LOL...The 3T 7s could have used a little more grunt but they sure sounded good. If you wanted to know where the skidding was going on all you had to do was listen. If noise was a measure of horsepower they could have pulled anything you hooked them too. Probably why most of the oldtime Catskinners were deaf as posts.
The new Cats sound like oven timers going off.


----------



## Al Smith (Nov 2, 2007)

You think those old duffers are loud pulling heavy,swamp one sometime.That big ole 4 banger will run so slow you can count the rpm's.Spin the tracks about one full revolution and the dozer sinks about a foot or more.

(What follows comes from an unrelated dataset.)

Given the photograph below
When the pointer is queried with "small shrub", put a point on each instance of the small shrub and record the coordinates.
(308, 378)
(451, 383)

I'm a slow learner,it took several lessons of cross chaining ties to the tracks to walk them out before it dawned on me.


----------



## turnkey4099 (Nov 2, 2007)

boboak said:


> LOL...The 3T 7s could have used a little more grunt but they sure sounded good. If you wanted to know where the skidding was going on all you had to do was listen. If noise was a measure of horsepower they could have pulled anything you hooked them too. Probably why most of the oldtime Catskinners were deaf as posts.
> The new Cats sound like oven timers going off.

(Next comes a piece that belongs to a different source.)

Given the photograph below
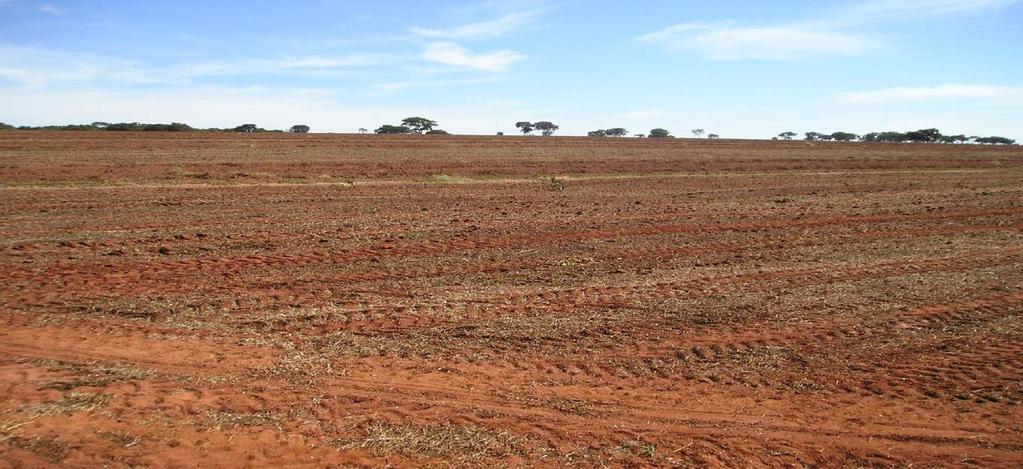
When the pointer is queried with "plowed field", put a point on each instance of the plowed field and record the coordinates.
(277, 300)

Ah yes, that sound. Best heard from a distance. I loved the 'bark' as the governor opened. You are right, the new ones all that is heard is turbo whine. 

As for yo-yo: There was a couple good shots of it on, I think the History Channel, about constructing the Alaska pipeline, particulary the segment of going over the Chugach mountains.

I got to watch it done from a HS classroom in Orofino Id while they were logging the canyon wall across from town....hm, maybe that was the cause of the F in that class?

Harry K


----------